Simple data definitions: `cond`, `struct`s

In class, we've reviewed the design recipe and introduced Booleans and conditionals. Further, we've just barely introduced other kinds of data, symbols and structures. We'll review those here, and see how they influence the design recipe.

Note: There are more exercises here than will be covered during lab. We encourage you to try them on your own.

Index: Built-in data: Booleans, symbols, Data with cases (cond), Data with fields (define-struct), The revised design recipe, Further exercises

Built-in data: Booleans, symbols

First, let's quickly recall the design recipe (so far). We'll fill in some new steps during this lab, so we'll start with some funny numbering.

Function contract, purpose, header.
Function test cases.
Function body.
Function testing: Use your previously-written test cases.

We've seen that DrScheme has

numbers: 17, -42.89, 3/17, etc.
Booleans: true, false
symbols: 'central-daylight-time, 'galatea2.2, 'mary, etc.

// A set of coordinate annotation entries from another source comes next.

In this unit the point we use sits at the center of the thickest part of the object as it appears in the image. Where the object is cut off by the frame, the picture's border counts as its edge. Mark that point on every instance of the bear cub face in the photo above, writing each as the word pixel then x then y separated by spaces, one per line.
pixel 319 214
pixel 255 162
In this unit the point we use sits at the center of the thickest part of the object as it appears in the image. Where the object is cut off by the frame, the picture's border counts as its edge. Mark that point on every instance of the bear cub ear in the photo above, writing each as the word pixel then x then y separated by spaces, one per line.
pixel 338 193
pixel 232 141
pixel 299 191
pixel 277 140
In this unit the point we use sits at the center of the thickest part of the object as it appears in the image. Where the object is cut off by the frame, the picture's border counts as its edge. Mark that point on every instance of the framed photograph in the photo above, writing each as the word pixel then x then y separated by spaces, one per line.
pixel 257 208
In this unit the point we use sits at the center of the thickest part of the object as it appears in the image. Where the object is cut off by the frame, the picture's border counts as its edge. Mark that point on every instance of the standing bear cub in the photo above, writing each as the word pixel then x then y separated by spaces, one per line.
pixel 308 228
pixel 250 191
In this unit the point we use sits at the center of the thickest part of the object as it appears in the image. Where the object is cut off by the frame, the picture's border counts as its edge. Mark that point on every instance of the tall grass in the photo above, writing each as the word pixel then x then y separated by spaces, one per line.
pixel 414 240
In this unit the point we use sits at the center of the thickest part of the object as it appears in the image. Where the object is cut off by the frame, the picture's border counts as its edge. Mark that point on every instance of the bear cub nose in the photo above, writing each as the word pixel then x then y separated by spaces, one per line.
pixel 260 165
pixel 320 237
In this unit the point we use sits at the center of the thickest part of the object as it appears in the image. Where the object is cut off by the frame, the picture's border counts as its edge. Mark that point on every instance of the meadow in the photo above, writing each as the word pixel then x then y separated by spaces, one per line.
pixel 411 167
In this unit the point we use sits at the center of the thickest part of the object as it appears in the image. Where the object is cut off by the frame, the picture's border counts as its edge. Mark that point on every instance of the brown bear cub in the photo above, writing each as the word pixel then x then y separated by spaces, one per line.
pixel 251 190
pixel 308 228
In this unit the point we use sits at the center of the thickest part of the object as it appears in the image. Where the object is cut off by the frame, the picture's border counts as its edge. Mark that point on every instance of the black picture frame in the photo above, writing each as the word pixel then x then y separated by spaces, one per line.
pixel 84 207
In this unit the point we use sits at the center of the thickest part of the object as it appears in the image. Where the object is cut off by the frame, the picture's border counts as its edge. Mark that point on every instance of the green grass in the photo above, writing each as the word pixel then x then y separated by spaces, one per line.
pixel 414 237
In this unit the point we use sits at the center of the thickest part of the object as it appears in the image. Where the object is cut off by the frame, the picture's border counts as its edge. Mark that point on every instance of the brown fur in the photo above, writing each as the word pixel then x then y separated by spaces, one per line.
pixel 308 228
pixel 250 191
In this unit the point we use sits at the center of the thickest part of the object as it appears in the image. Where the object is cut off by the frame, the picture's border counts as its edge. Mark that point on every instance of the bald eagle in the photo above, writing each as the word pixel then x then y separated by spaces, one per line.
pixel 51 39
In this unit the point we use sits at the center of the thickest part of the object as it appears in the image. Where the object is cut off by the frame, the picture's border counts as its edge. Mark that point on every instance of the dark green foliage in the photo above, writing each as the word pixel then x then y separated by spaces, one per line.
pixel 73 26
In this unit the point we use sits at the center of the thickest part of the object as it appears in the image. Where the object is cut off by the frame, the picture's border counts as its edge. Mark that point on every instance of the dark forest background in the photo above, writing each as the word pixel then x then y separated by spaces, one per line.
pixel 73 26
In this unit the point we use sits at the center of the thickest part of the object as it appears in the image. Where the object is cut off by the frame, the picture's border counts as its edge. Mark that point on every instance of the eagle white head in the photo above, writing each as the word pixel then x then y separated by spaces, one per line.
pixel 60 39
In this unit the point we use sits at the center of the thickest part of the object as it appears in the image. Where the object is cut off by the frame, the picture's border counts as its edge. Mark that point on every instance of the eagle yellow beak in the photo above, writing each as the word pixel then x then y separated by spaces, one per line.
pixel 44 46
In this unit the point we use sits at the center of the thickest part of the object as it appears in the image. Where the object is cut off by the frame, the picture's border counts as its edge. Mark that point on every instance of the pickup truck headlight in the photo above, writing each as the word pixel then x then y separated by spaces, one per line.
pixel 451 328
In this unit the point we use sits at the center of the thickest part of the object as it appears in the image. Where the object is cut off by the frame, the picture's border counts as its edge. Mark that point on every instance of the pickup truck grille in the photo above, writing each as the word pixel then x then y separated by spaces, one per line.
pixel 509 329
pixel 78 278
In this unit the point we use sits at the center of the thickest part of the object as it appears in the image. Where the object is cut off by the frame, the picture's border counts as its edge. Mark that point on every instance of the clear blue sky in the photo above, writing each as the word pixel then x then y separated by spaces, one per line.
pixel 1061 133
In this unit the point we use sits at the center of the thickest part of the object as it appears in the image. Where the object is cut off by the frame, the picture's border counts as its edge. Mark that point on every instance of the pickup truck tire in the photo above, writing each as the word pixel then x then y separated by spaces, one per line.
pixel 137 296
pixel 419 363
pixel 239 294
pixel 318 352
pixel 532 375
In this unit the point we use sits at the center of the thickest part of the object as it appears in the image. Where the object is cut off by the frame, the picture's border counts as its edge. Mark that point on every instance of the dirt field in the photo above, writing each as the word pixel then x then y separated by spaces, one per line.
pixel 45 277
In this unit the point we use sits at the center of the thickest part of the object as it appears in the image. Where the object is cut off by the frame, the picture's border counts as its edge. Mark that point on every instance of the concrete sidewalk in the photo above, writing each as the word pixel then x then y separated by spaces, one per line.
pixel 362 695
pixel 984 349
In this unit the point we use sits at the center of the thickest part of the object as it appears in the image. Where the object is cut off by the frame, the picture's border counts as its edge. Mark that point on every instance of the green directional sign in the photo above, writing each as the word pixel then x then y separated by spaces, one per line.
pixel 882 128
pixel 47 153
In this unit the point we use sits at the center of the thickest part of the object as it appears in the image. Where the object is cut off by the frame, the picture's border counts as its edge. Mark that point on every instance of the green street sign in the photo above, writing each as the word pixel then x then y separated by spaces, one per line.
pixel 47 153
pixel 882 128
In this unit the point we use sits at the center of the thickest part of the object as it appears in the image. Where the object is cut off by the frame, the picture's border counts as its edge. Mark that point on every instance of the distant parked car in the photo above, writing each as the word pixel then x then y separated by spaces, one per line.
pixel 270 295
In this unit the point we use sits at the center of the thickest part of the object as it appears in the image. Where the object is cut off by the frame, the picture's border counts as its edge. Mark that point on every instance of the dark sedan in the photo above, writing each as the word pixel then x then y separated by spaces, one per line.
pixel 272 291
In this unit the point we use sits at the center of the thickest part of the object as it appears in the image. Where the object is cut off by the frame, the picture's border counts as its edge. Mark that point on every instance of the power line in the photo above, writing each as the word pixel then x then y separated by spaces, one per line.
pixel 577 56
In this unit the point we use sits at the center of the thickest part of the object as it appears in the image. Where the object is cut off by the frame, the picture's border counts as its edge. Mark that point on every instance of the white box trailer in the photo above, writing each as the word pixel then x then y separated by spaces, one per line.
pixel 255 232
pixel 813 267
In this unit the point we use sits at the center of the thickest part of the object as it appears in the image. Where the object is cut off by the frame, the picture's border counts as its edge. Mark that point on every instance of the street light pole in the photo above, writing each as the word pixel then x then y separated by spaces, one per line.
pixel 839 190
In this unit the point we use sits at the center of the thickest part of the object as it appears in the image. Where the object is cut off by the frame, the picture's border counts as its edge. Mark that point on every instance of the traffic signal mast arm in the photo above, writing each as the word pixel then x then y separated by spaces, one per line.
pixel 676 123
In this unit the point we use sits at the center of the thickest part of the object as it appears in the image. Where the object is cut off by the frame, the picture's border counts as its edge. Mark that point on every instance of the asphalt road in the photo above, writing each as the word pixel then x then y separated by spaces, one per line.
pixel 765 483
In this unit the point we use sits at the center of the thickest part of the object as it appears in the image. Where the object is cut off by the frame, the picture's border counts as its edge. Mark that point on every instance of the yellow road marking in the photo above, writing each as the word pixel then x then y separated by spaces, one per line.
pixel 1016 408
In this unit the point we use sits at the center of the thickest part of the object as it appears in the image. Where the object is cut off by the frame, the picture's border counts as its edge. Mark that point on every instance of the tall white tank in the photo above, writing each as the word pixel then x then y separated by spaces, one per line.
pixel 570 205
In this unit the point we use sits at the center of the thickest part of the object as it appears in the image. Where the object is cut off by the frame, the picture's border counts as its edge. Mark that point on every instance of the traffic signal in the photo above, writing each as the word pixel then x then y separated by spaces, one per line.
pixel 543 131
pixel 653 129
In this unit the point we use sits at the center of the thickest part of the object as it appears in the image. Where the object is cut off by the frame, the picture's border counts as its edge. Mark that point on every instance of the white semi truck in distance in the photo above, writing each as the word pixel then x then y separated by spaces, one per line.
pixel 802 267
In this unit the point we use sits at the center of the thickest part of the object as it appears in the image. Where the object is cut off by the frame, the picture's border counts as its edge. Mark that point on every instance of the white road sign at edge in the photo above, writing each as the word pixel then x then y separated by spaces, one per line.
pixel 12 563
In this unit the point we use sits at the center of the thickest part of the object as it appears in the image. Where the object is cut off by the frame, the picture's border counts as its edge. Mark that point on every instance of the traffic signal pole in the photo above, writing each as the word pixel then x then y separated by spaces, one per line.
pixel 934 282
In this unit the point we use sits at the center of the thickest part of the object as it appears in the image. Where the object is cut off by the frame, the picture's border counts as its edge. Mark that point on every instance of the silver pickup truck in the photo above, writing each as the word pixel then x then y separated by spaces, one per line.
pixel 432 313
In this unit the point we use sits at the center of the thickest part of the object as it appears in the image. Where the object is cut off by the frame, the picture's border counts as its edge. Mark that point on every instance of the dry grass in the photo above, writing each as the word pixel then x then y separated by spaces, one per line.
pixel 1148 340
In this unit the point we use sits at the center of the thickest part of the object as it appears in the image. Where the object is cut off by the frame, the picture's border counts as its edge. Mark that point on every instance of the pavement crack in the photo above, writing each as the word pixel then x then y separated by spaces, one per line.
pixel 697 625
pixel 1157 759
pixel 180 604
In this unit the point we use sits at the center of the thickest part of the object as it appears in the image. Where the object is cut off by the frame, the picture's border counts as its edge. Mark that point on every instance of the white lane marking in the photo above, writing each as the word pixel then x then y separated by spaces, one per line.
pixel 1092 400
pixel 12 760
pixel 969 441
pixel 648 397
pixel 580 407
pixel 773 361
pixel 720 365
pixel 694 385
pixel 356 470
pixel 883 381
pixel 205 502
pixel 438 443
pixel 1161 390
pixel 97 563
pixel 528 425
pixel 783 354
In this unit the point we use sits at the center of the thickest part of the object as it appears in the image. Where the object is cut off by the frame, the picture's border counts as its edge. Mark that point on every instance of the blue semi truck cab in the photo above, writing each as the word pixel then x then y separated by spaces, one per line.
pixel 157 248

Quick exercises on built-in data
Try calling some the built-in functions like `<=`, `=`, `and`, `or`, `not`, `symbol=?` on various data. E.g., is 17 times 18 bigger than 256? What are the contracts of these built-in functions? (Choose any two, and write down the contract.) (You can verify your guess by asking the labby or by going to DrScheme's Help Desk and looking at the manual for the Beginning Student language.) Practice writing a function which returns a Boolean: Write `within-two?` which takes in two numbers `m` and `n`, and returns true if `m`-`n` is less than 2, and conversely `n`-`m` is less than 2. (For learning purposes only, don't use `abs`, which computes the absolute value.) Your test cases can look like (boolean=? (within-two? 99.8 101) true) (boolean=? (within-two? 5 -5) false)
Sample solution

Cases

We've already seen examples in class of a particular pattern: when our input data neatly falls into one of several cases, use cond ("conditional").

Example with cases
We'd like to keep track of who the fastest runner is for the Rice track team. Of course, who is fastest depends entirely on what distance you're interested in. Let's assume we're interested in all distances, not just those used in track meets. Marianne is the team's best sprinter, consistently the best for the standard 100m and 200m distances, and generally for anything under 300m. Becca is the outstanding middle-distance runner for the standard 400m and 800m distances, but also from 300m to just under 1000m. Suzy is best for the long distances, from 1000m to just under 10000m. Finally, marathon specialist Yvonne outlasts everyone for races 10000m and up. Let's write a function `fastest-runner` so that by plugging in a distance, the function returns the fastest runner. What is the contract for this function? The header? The purpose? What are the pertinent test cases? Following the design recipe, now we have a good idea what the function will do, so we can start to right the function body. Finally, check that your previous test cases really do work.
Note that one of the first things you had to decide, was how to represent the distance (clearly a number is appropriate), and how to represent the runner (a bit of thought reveals that symbols works fine). As a group, discuss any ambiguities, issues, thoughts. Sample solution. We could have shortened the sample solution by eliminating the first part of the `and` in each of the 2nd and 3rd cases. Why is this a bad idea?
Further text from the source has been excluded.